I have heard horrific stories of the torture people have to go through before acquiring a new passport. People have to queue for hours before they are attended to. At any rate, you know what they say, you never really know how bad something is  until you actually experience it. 

If you are reading my article, I hope you will not have to apply for a new passport anytime soon. But  you just might have to get your passport ready because at the rate at which things are deteriorating in Ghana, you may have to consider a voluntary economic exile.

I was extremely angered by the lack of professional responsibility on the part of the Ministry of  the Interior, under whose arm passport applications fall. How do you expect old men, old women and the rest of the populace to start forming queues  by 6:00am just to get a passport?

And most annoyingly, turn people away after 8.30am. Can you imagine all the man hours that are lost just because people, who are paid with tax payers funds, lack the professional  capacity to carry on their assigned duties or are just negligent? 

My questions to the Minister of  the Interior are:

 (1) What is the bottleneck in the passport application procedure that is causing such long queues  at the processing centres ?

 (2) Why is it that the bottleneck has not been removed for over three years now? How much money would be required to ensure that a few more processing centres are opened nationwide?

If the minister had  been proactive, I am sure he would have made life a lot easier for passport applicants. What further annoys me is the fact that the good people of Ghana are made to pay for these passports.

Regular and express processing cost GH¢50.00 and GH¢100.00 respectively.

Now, it appears nothing works in Ghana.
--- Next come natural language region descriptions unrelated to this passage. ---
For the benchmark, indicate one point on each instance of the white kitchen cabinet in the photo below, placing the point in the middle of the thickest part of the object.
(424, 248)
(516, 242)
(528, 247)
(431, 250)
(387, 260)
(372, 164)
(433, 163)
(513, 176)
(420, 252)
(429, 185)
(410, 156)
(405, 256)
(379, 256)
There is a constant interruption of water supply, persistent lack of  gas for cooking (people have been known to bribe gas attendants so that they would be attended to when a consignment arrives), and the only action that seems to be coming from the government is the renaming of facilities and the organisation of pilgrimage for pastors.

Seriously, nothing appears to work in Ghana anymore and that is why I feel it is necessary to get my travel documents in order. They frustrate us when we try hard to cope in Ghana and when we try to leave this God-forsaken country, the government frustrates us too.

By the way, if you think I am being political in my write-up, think again. I just want to have a decent standard of living. Basic necessities such as constant power, water, gas, etc are not too much to ask.

So Mr Minister, be active on the job and start facilitating the rapid processing of passport applications so that people like us who have had enough can leave.
 
By Kwame Boateng
Dansoman, Accra
[email protected]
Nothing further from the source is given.